Nick Attree (@nick_attree) is a postdoctoral researcher at the University of Stirling in Scotland, working on thermal modelling in support of the InSight mission. InSight, which lands on Mars on the 26th November, will measure subsurface temperatures up to 5 m deep in order to determine the geothermal heat flow, as well as measuring Mars-quakes! The group at Stirling is interested in the physical and mechanical properties of the upper regolith layers, and how these affect the heat flow measurements.

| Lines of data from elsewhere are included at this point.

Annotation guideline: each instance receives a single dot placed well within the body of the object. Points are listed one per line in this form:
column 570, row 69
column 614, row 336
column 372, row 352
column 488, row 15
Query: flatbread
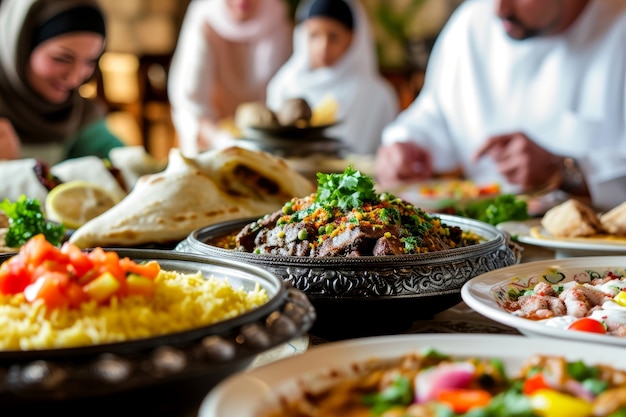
column 91, row 169
column 18, row 177
column 614, row 220
column 256, row 175
column 193, row 193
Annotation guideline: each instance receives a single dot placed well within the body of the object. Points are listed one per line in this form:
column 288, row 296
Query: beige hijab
column 35, row 119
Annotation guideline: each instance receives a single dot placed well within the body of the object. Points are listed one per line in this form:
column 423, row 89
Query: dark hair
column 78, row 19
column 338, row 10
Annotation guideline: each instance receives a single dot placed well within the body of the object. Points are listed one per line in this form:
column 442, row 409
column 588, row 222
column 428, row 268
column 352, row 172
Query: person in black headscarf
column 49, row 48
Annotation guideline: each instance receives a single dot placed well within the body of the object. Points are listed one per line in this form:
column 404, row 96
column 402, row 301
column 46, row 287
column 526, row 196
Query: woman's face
column 61, row 64
column 328, row 40
column 243, row 10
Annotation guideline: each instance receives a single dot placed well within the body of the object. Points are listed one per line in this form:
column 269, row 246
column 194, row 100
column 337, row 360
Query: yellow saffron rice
column 180, row 302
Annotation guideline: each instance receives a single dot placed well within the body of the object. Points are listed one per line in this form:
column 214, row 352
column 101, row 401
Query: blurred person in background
column 226, row 53
column 528, row 93
column 334, row 59
column 49, row 48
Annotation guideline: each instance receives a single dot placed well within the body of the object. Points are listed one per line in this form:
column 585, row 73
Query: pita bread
column 90, row 169
column 253, row 174
column 23, row 180
column 193, row 193
column 134, row 162
column 614, row 220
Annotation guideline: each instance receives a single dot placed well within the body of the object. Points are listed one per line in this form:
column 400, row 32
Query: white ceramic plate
column 486, row 293
column 245, row 394
column 521, row 231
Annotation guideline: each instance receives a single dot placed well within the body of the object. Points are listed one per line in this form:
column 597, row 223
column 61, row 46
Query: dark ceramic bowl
column 165, row 375
column 365, row 296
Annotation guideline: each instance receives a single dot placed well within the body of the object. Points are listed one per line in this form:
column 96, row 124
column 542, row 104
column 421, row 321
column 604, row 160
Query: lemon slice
column 74, row 203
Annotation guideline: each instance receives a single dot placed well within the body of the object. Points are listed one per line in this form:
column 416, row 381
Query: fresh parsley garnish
column 26, row 219
column 347, row 190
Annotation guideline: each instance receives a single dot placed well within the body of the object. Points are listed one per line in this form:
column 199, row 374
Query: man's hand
column 520, row 160
column 402, row 161
column 9, row 142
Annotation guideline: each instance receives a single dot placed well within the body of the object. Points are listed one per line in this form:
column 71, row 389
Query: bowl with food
column 370, row 263
column 153, row 329
column 431, row 375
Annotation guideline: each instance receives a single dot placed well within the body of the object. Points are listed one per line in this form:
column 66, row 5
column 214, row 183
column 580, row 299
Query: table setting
column 340, row 272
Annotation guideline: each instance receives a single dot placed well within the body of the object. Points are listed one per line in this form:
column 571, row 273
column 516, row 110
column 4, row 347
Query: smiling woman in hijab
column 48, row 48
column 227, row 52
column 334, row 56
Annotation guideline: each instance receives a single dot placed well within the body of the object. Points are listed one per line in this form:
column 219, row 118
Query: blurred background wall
column 143, row 34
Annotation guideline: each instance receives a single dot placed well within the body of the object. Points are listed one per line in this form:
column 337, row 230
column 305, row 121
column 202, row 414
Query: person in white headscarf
column 48, row 49
column 227, row 51
column 334, row 56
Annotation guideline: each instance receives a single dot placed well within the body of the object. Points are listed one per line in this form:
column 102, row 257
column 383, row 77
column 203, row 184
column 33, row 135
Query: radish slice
column 430, row 382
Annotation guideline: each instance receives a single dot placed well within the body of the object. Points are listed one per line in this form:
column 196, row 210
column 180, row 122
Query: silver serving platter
column 363, row 296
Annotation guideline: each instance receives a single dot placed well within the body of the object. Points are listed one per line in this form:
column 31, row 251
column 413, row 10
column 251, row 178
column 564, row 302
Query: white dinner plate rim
column 519, row 229
column 225, row 398
column 476, row 293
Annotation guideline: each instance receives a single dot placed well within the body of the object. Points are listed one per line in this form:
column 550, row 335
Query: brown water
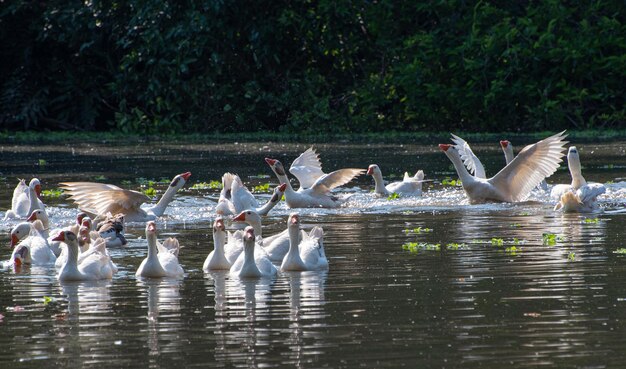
column 378, row 305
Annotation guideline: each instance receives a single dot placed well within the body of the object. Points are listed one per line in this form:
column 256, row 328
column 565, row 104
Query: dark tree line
column 350, row 66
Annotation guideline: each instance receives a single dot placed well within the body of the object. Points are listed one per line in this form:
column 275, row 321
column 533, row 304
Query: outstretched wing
column 471, row 161
column 534, row 163
column 100, row 198
column 327, row 182
column 307, row 168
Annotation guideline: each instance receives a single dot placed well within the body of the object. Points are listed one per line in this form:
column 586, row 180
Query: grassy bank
column 28, row 137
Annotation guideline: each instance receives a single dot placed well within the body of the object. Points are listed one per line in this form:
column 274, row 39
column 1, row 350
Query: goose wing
column 471, row 161
column 307, row 168
column 534, row 163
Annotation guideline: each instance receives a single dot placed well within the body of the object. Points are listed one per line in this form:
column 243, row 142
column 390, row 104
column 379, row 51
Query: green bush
column 156, row 66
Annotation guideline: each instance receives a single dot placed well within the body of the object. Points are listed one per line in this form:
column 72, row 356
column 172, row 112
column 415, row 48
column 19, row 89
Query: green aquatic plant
column 550, row 239
column 418, row 230
column 455, row 246
column 497, row 242
column 54, row 192
column 393, row 196
column 591, row 220
column 150, row 191
column 212, row 185
column 415, row 247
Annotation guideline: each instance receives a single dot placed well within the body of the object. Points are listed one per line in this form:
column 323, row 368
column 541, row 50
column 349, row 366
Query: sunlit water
column 473, row 304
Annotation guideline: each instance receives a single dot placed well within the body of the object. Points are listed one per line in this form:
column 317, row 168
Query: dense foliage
column 350, row 66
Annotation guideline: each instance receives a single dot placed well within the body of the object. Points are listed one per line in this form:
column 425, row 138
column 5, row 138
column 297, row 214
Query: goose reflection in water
column 163, row 298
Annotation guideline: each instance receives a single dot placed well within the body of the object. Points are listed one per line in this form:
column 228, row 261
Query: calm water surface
column 473, row 305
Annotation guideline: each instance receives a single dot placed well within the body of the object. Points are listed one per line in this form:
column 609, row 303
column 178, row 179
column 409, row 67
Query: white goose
column 507, row 149
column 162, row 260
column 98, row 199
column 94, row 265
column 238, row 198
column 409, row 186
column 580, row 196
column 515, row 181
column 33, row 249
column 307, row 254
column 25, row 199
column 217, row 258
column 276, row 245
column 314, row 188
column 253, row 262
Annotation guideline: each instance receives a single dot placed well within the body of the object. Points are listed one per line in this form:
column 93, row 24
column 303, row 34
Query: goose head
column 39, row 214
column 248, row 240
column 21, row 256
column 36, row 186
column 180, row 180
column 373, row 169
column 276, row 166
column 19, row 232
column 278, row 192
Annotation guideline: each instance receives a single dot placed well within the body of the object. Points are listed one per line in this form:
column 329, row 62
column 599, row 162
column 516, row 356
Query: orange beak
column 14, row 240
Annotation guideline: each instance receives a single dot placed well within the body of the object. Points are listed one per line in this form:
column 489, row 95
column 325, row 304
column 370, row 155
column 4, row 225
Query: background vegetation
column 157, row 66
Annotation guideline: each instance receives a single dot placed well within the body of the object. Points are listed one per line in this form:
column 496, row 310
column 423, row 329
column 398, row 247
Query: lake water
column 472, row 304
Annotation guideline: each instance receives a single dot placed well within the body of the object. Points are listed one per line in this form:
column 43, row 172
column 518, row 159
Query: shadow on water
column 493, row 293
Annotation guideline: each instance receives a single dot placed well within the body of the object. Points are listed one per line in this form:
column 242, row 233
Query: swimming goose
column 305, row 254
column 579, row 196
column 275, row 245
column 238, row 198
column 162, row 260
column 515, row 181
column 507, row 149
column 99, row 199
column 217, row 258
column 409, row 186
column 253, row 262
column 25, row 199
column 95, row 265
column 318, row 193
column 37, row 250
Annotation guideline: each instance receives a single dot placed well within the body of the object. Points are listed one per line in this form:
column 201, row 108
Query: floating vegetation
column 497, row 242
column 55, row 192
column 456, row 246
column 418, row 230
column 393, row 196
column 261, row 188
column 591, row 220
column 550, row 239
column 451, row 182
column 213, row 185
column 150, row 191
column 415, row 247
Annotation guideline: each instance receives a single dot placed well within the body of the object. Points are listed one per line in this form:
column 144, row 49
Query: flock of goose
column 80, row 251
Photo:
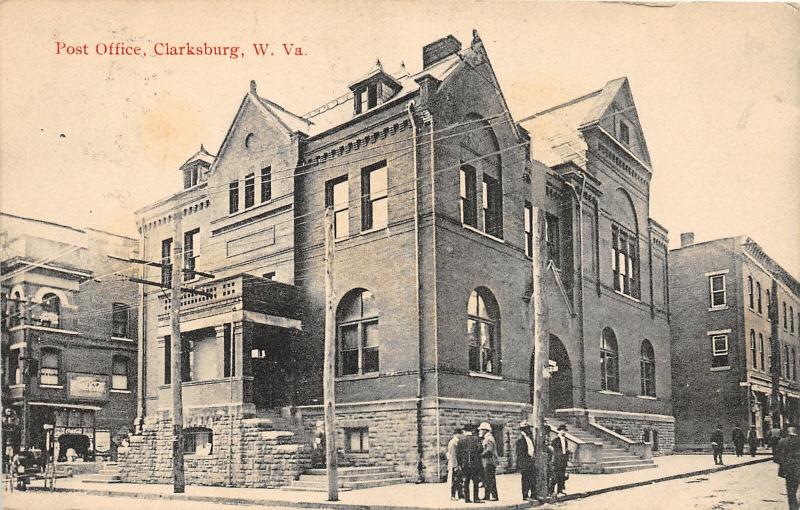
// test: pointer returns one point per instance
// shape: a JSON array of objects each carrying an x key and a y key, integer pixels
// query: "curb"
[{"x": 353, "y": 506}]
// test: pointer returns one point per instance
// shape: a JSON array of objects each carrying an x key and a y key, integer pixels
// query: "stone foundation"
[{"x": 246, "y": 451}]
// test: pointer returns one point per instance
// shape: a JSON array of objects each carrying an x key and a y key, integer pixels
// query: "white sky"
[{"x": 716, "y": 88}]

Nick worked previously at the Laboratoire d’Astrophysique de Marseille, in the south of France, on the MiARD (Multi Instrument Analysis of Rosetta Data) project, using modelling and data from ESA’s Rosetta spacecraft to explore the physical and mechanical properties of comet 67P. In particular, he used OSIRIS camera images to analyse surface features, such as overhanging cliffs and fractures, to investigate the mechanical strength of the nucleus material, as well as navigation and position data, to measure the effects of outgassing on the comet’s orbit.
Nick completed his PhD at Queen Mary University of London, working with Cassini data on collisions in Saturn’s F ring. Before that, he obtained his MPhys degree in Physics with Planetary Science from Leicester University.
Outside of research, he enjoys football (watching and playing), walking, reading, sci-fi, music, coffee & cake, and exploring new places in Scotland!